Durante seu discurso, Maricato alertou para a falta de acesso à moradia formal e de qualidade, e pediu reforma urbana. De acordo com a professora, a Constituição de 88 assegura esse direito, mas o Estado não está cobrindo, apesar do dever.
Questão racial
A geóloga e professora Adriana Alves se referiu aos problemas causados pelo atual governo como “uma possibilidade de reconhecer os erros do passado” e construir um futuro em que as mudanças ajudem a consolidar uma democracia que supere as injustiças.
Alves falou sobre a questão racial, chegando a citar a menção de Bolsonaro ao peso de negros como “arroba”, medida que costuma ser usada para animais. Ela destacou o fato do Brasil ser um dos últimos países a abolir a escravidão, e mesmo o fazendo, abdicou de políticas públicas, causando desigualdade a enorme desigualdade racial na política.

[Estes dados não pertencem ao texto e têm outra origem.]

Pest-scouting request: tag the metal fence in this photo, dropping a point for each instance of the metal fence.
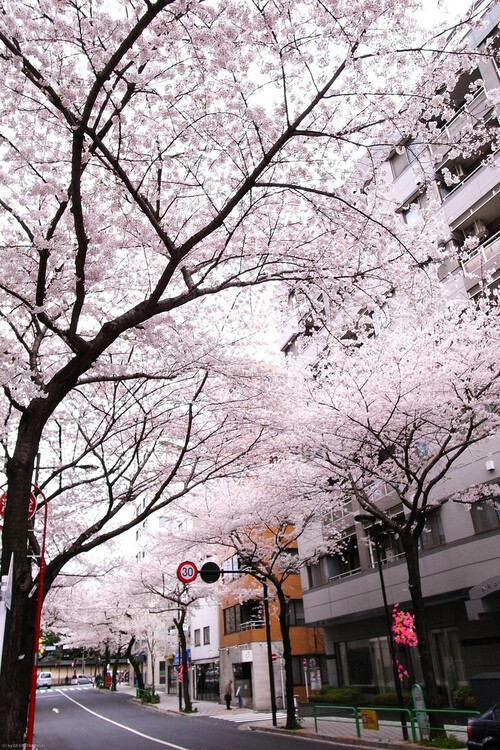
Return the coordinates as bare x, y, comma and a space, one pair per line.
390, 724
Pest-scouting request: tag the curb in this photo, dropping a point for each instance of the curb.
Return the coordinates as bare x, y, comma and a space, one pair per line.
352, 742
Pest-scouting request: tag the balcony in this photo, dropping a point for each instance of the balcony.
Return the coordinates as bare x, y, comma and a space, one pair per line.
476, 195
252, 625
478, 110
484, 260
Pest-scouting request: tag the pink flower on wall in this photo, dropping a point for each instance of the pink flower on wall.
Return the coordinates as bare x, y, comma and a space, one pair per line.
403, 627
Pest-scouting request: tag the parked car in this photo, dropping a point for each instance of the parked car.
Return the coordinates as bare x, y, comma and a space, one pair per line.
483, 732
81, 679
44, 679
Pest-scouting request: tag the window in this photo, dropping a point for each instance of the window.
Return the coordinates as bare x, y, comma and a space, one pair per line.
433, 534
231, 565
342, 509
485, 515
316, 574
346, 561
313, 662
404, 156
246, 616
162, 672
411, 211
389, 543
296, 612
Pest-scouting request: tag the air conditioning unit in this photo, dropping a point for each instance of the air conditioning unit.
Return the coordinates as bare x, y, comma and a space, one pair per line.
458, 170
479, 229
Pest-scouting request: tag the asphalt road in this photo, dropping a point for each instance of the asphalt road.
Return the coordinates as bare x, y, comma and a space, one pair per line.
88, 719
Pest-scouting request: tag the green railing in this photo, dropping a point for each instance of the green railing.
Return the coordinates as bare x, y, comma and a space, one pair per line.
392, 723
454, 720
147, 695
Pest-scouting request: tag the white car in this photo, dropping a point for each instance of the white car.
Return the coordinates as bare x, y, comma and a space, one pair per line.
44, 679
81, 679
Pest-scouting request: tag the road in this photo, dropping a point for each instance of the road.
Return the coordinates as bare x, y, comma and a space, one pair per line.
88, 719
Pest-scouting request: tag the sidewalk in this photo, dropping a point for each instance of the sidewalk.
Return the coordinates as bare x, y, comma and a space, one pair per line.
330, 731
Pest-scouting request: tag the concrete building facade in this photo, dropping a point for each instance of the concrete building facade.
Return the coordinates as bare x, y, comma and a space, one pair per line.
460, 549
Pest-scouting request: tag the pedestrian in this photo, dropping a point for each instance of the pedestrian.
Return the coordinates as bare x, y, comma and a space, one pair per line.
228, 694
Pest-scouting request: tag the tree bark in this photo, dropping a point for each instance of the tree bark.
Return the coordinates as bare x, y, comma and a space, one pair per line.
135, 664
188, 706
19, 649
291, 720
424, 649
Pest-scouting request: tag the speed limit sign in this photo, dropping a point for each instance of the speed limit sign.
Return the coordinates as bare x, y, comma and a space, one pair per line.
187, 572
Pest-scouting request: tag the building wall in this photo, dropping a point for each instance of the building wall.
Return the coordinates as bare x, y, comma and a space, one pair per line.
244, 654
461, 576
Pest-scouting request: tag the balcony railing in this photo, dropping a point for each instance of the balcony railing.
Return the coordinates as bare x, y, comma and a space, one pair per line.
252, 625
481, 255
477, 110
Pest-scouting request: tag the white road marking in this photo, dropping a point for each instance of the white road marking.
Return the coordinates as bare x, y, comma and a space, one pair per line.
123, 726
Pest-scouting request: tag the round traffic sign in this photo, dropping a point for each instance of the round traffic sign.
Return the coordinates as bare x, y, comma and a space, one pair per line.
187, 572
210, 572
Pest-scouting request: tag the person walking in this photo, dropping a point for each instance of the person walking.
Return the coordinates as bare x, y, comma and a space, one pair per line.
228, 694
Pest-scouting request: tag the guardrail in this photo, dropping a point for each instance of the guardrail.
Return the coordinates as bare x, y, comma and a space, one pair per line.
392, 724
147, 695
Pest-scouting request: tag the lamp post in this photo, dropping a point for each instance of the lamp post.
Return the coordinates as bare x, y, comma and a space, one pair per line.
392, 650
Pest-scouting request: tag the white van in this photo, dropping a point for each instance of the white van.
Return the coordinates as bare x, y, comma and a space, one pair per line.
44, 679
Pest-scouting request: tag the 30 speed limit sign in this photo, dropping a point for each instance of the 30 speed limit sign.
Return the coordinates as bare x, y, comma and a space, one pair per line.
187, 572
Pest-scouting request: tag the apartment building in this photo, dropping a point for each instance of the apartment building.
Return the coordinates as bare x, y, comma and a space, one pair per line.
243, 642
460, 548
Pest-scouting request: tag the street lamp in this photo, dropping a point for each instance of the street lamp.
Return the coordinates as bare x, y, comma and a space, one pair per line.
392, 650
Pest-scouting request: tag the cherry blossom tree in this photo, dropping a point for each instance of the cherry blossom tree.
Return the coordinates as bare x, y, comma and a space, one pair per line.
159, 156
392, 414
263, 529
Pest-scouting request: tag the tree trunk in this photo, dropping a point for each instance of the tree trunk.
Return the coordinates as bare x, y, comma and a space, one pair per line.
135, 664
18, 648
291, 720
188, 706
115, 670
421, 627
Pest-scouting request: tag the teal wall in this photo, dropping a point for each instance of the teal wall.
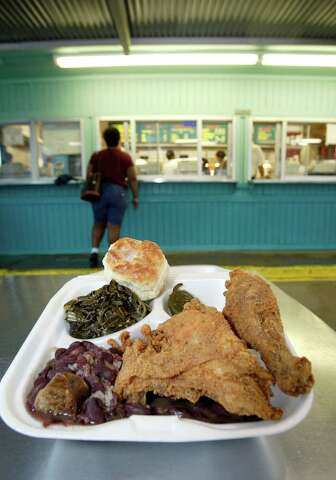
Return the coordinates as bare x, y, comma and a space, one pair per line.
180, 216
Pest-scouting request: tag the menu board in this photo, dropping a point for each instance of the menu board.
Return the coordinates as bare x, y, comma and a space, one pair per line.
172, 132
146, 132
215, 132
264, 133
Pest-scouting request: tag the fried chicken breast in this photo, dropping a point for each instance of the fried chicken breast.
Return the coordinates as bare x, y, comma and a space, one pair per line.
252, 310
194, 354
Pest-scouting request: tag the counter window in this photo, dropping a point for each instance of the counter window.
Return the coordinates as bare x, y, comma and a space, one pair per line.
266, 150
124, 128
59, 148
146, 155
166, 148
310, 149
216, 148
15, 154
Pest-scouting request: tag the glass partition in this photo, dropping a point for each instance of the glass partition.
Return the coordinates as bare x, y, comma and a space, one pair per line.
146, 152
216, 148
178, 147
266, 150
59, 148
166, 147
310, 149
15, 152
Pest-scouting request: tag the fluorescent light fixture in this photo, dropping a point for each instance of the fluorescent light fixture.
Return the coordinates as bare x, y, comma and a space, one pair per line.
186, 140
307, 141
298, 60
155, 59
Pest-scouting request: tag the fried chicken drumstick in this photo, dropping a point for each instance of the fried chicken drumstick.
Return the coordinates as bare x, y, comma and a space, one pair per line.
252, 310
192, 354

“Na atual conjuntura política, nós somos 16% de senadores e senadoras, 24% de deputados e deputadas, 32% de prefeitos e prefeitas e 47% de vereadoras e vereadores. […] Tais números significam que várias das políticas públicas voltadas a nossa população são formuladas a partir de um lugar de branquitude e de concessão dessa branquitude.”
A professora também citou o índice no judiciário: apenas 12% dos magistrados são negros, em um país cujos negros são 67,7% da população carcerária. “Eu não consigo não pensar em uma relação de causa e efeito desses números”, alegou.